Casio has confirmed that a recent ransomware attack led to a significant data breach, compromising personal and confidential information.
On October 5, unauthorized access to Casio’s network resulted in system disruptions and service failures, and the company has since disclosed that the incident was a ransomware attack. Hackers accessed a wide range of sensitive data, including personal information related to employees, business partners, and job applicants, as well as internal legal, financial, and technical documents.
Details of Compromised Data Emerge
In an updated statement released on Friday, Casio provided more details about the breach. The compromised information includes employee payroll records, contract details, and sensitive company files, such as invoices, sales documents, and audit reports.
The electronics giant also confirmed that some customer information was accessed, though the company has not clarified what specific customer data was involved or how many individuals were affected. However, Casio assured the public that credit card information and services such as Casio ID and ClassPad were not impacted by the breach.

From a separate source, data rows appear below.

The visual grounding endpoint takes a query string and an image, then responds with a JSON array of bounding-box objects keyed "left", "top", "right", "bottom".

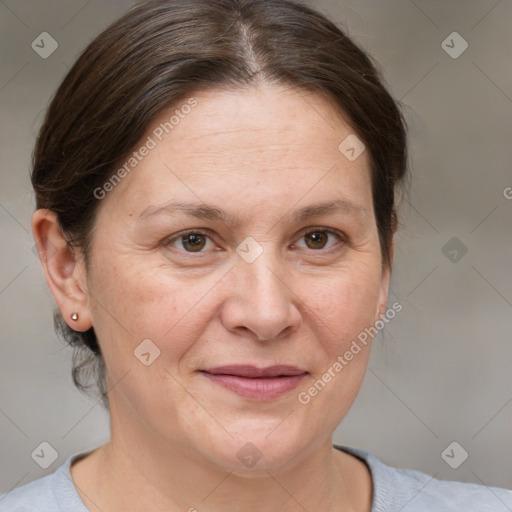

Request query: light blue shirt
[{"left": 0, "top": 445, "right": 512, "bottom": 512}]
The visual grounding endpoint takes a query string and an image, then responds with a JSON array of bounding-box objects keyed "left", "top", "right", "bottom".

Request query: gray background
[{"left": 0, "top": 0, "right": 512, "bottom": 492}]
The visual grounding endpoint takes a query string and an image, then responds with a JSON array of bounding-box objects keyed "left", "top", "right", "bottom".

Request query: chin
[{"left": 197, "top": 426, "right": 312, "bottom": 477}]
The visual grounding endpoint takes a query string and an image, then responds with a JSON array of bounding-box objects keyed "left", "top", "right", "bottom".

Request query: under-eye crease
[{"left": 163, "top": 227, "right": 347, "bottom": 254}]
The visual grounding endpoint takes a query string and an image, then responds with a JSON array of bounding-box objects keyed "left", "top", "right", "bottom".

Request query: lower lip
[{"left": 202, "top": 372, "right": 306, "bottom": 400}]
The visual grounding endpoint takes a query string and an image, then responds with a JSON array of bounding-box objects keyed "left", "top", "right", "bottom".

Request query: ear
[
  {"left": 375, "top": 233, "right": 395, "bottom": 321},
  {"left": 32, "top": 209, "right": 92, "bottom": 331}
]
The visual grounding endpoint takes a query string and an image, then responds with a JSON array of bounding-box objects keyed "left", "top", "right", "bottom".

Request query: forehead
[{"left": 101, "top": 84, "right": 371, "bottom": 215}]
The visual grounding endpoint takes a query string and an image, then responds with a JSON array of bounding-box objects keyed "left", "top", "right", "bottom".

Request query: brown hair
[{"left": 31, "top": 0, "right": 407, "bottom": 407}]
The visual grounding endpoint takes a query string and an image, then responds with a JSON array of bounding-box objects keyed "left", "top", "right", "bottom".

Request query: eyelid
[{"left": 163, "top": 226, "right": 348, "bottom": 255}]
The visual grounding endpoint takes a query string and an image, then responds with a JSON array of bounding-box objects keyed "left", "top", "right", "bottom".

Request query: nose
[{"left": 221, "top": 250, "right": 301, "bottom": 341}]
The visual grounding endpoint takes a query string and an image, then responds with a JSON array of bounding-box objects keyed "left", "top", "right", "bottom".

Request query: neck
[{"left": 72, "top": 412, "right": 371, "bottom": 512}]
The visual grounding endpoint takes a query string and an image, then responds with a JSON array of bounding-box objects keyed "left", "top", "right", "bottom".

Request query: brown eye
[
  {"left": 292, "top": 229, "right": 344, "bottom": 251},
  {"left": 181, "top": 234, "right": 206, "bottom": 252},
  {"left": 304, "top": 231, "right": 329, "bottom": 249},
  {"left": 165, "top": 231, "right": 211, "bottom": 253}
]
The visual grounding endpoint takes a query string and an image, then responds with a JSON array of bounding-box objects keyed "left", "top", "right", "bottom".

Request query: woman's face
[{"left": 82, "top": 84, "right": 389, "bottom": 470}]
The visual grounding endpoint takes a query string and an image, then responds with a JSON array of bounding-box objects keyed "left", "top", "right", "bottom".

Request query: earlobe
[{"left": 32, "top": 209, "right": 92, "bottom": 331}]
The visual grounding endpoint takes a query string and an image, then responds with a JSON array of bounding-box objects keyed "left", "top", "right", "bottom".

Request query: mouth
[{"left": 201, "top": 365, "right": 308, "bottom": 401}]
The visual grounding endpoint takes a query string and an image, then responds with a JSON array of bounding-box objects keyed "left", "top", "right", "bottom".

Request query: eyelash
[{"left": 163, "top": 228, "right": 348, "bottom": 255}]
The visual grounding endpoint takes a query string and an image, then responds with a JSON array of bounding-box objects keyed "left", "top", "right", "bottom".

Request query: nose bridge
[
  {"left": 225, "top": 240, "right": 300, "bottom": 339},
  {"left": 237, "top": 240, "right": 290, "bottom": 307}
]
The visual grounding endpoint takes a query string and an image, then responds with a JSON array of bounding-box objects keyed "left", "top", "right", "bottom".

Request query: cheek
[
  {"left": 87, "top": 258, "right": 218, "bottom": 366},
  {"left": 310, "top": 263, "right": 381, "bottom": 350}
]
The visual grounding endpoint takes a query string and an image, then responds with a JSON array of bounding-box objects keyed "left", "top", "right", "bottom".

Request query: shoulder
[
  {"left": 0, "top": 454, "right": 87, "bottom": 512},
  {"left": 336, "top": 446, "right": 512, "bottom": 512}
]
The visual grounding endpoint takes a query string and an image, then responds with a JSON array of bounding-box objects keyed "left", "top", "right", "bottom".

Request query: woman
[{"left": 0, "top": 0, "right": 512, "bottom": 512}]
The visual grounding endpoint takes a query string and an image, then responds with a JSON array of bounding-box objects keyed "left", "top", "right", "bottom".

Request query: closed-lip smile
[{"left": 201, "top": 364, "right": 308, "bottom": 401}]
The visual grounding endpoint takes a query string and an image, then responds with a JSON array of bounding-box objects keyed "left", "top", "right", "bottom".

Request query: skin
[{"left": 32, "top": 83, "right": 390, "bottom": 512}]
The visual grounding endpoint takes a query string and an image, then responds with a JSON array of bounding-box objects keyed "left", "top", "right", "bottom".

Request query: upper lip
[{"left": 202, "top": 364, "right": 307, "bottom": 378}]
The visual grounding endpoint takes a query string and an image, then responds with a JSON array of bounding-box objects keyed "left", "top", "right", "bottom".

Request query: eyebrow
[{"left": 137, "top": 199, "right": 368, "bottom": 225}]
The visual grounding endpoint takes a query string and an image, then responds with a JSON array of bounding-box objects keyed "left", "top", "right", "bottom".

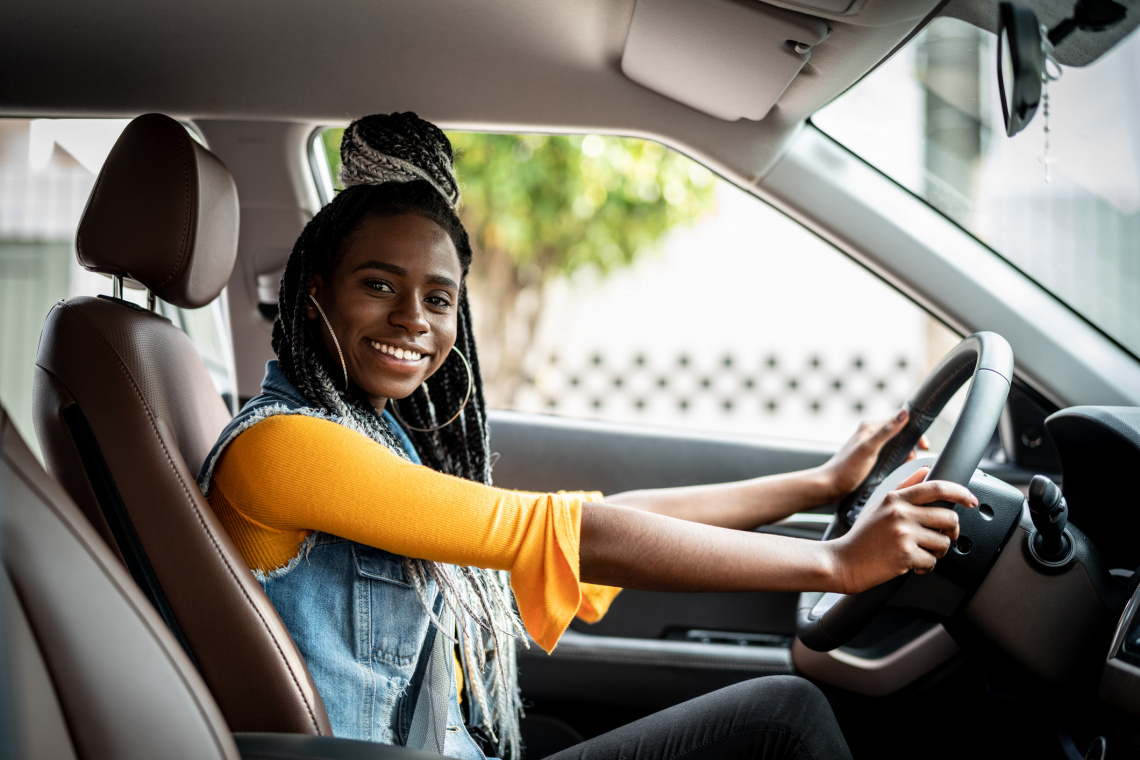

Cybercriminals Behind the Attack Identified
A ransomware group known as Underground has taken responsibility for the attack. Underground, which first appeared in June 2023, claims to have stolen over 200 gigabytes of data from Casio’s systems. The group has already leaked portions of the stolen files online, releasing legal documents, patents, and employee personal and payroll information, as well as non-disclosure agreements (NDAs) and financial projects.
Underground’s leak site was discovered by TechCrunch, which confirmed that samples of the stolen data had been published in an attempt to pressure Casio into paying a ransom.
Casio has not confirmed whether a ransom demand was received, nor has it commented on whether any payments have been made. The company’s ongoing investigation aims to assess the full extent of the damage caused by the breach, with some of its systems still unusable due to the attack.
Casio urged the public not to circulate or share any leaked data, warning that doing so could further harm the individuals whose information was compromised and encourage additional criminal activity. The company pledged to work closely with law enforcement to respond to the breach and protect the privacy of those affected.
Microsoft has linked Underground to the Russia-affiliated cybercriminal group Storm-0978, also known as RomCom, which has been associated with various cyberattacks and digital espionage activities. According to BlackBerry researchers, RomCom not only conducts its own attacks but also engages in hacking operations for the Russian government. Casio did not confirm any connection to RomCom, but the ransomware group’s recent claims suggest that the data breach may have wider implications.
Casio Still Recovering from Attack
Casio’s investigation is still ongoing, and the company is working to restore its compromised systems while assessing the full scope of the data breach. For now, the company continues to deal with system outages and has declined to answer further questions about the incident.